Reservoir sampling algorithm probability

Question

I'm reading about the reservoir sampling technique called Algorithm R.

The idea is we can take a sample of size $n$ from a population of size $N$ even when $N$ is unknown/too expensive to retrieve in $N$ time. I quote a sample implementation from wikipedia:

(*
 S has items to sample, R will contain the result
*)
ReservoirSample(S[1..n], R[1..k])
 // fill the reservoir array
 for i = 1 to k
     R[i] := S[i]

 // replace elements with gradually decreasing probability
 for i = k+1 to n
   j := random(1, i)   // important: inclusive range
   if j <= k
       R[j] := S[i]

The explanation for why this works:

The algorithm creates a "reservoir" array of size $k$ and populates it with the first $k$ items of $S$.

That is pretty clear, the first for loop in the code sample does that.

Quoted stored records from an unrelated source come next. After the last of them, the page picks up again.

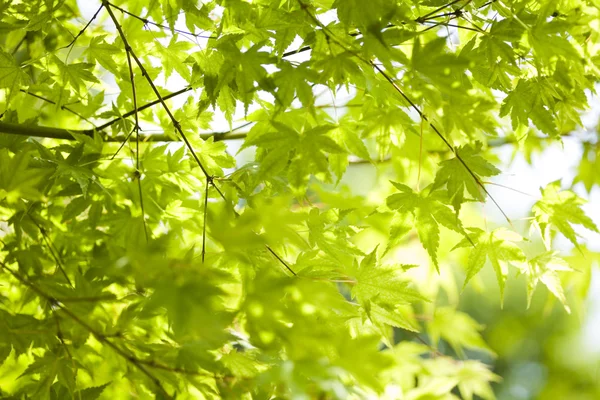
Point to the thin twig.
(204, 223)
(146, 21)
(63, 107)
(281, 260)
(49, 243)
(176, 124)
(98, 335)
(83, 30)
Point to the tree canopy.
(260, 199)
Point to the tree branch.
(98, 335)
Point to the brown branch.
(281, 260)
(98, 335)
(176, 123)
(146, 21)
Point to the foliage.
(144, 255)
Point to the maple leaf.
(499, 248)
(560, 210)
(381, 290)
(428, 211)
(544, 268)
(103, 53)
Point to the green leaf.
(12, 77)
(457, 178)
(560, 210)
(499, 248)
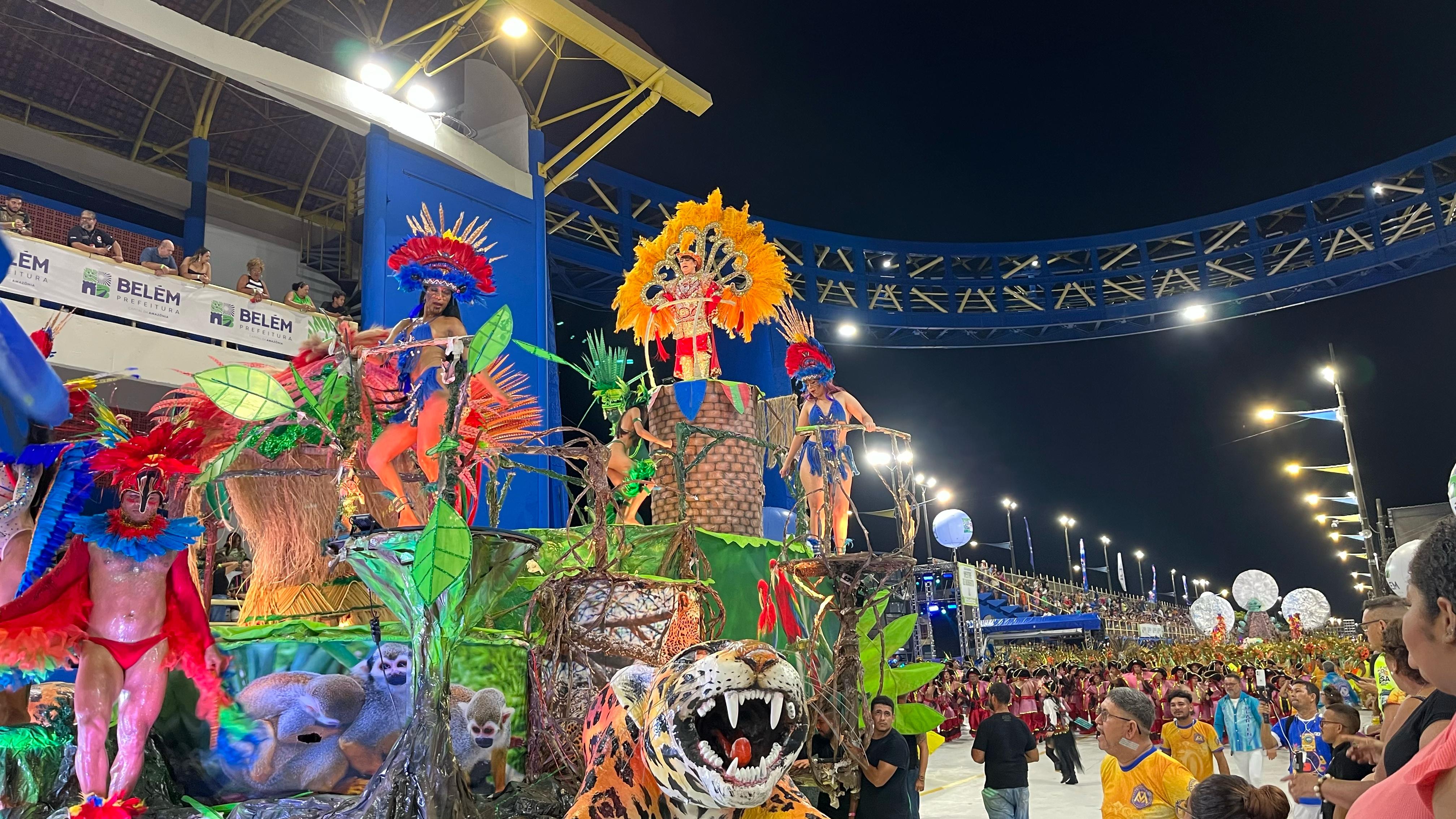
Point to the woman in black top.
(1432, 713)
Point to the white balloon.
(1256, 591)
(1398, 566)
(1206, 610)
(953, 528)
(1309, 604)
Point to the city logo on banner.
(223, 314)
(322, 327)
(265, 324)
(97, 283)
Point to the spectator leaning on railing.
(14, 216)
(199, 267)
(337, 305)
(252, 282)
(161, 259)
(88, 237)
(299, 296)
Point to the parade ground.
(953, 783)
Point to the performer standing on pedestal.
(447, 267)
(710, 267)
(124, 605)
(828, 465)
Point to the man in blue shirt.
(1299, 732)
(1238, 723)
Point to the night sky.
(1028, 121)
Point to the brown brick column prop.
(724, 492)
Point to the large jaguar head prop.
(720, 723)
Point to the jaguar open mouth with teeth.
(746, 736)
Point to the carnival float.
(398, 653)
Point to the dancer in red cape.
(124, 607)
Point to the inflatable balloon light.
(953, 528)
(1256, 591)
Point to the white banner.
(100, 286)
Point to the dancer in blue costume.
(823, 457)
(447, 267)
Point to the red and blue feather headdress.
(455, 257)
(806, 358)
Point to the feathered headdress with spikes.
(806, 358)
(453, 257)
(152, 458)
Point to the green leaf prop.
(309, 400)
(245, 393)
(491, 340)
(333, 394)
(550, 356)
(873, 612)
(222, 461)
(914, 718)
(442, 554)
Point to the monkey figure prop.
(302, 716)
(481, 733)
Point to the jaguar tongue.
(742, 751)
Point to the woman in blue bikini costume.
(446, 267)
(823, 457)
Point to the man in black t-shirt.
(884, 790)
(88, 237)
(1005, 745)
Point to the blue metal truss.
(1390, 222)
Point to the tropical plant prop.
(876, 646)
(421, 777)
(245, 393)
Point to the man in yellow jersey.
(1138, 782)
(1379, 611)
(1190, 741)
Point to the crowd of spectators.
(162, 260)
(1040, 594)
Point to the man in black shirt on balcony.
(88, 237)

Then:

It then iterates through the remaining elements of $S$ until $S$ is exhausted. At the $i$-th element of $S$, the algorithm generates a random number $j$ between $1$ and $i$. If $j$ is less than or equal to $k$, the $j$-th element of the reservoir array is replaced with the $i$-th element of $S$.

Also clear. But here comes the Math:

In effect, for all $i$, the $i$-th element of $S$ is chosen to be included in the reservoir with probability $\frac{k}{i}$.

Hmm, I'm probably not well versed enougn in probablility theory, so can someone explain in more detail how the probability is $\frac{k}{i}$?

What I also don't get: do all elements have the same chance of being included in the (final) reservoir? From my understanding, it seems like the probability decreases for the elements at the end of $S$ to be included, then the reservoir will be skewed towards including the earlier elements, or am I misled?

Answer 1

The whole reason for performing this sampling method is to get an uniform sample even if the population size is unknown at the start. So, if this method works, the probability cannot be skewed.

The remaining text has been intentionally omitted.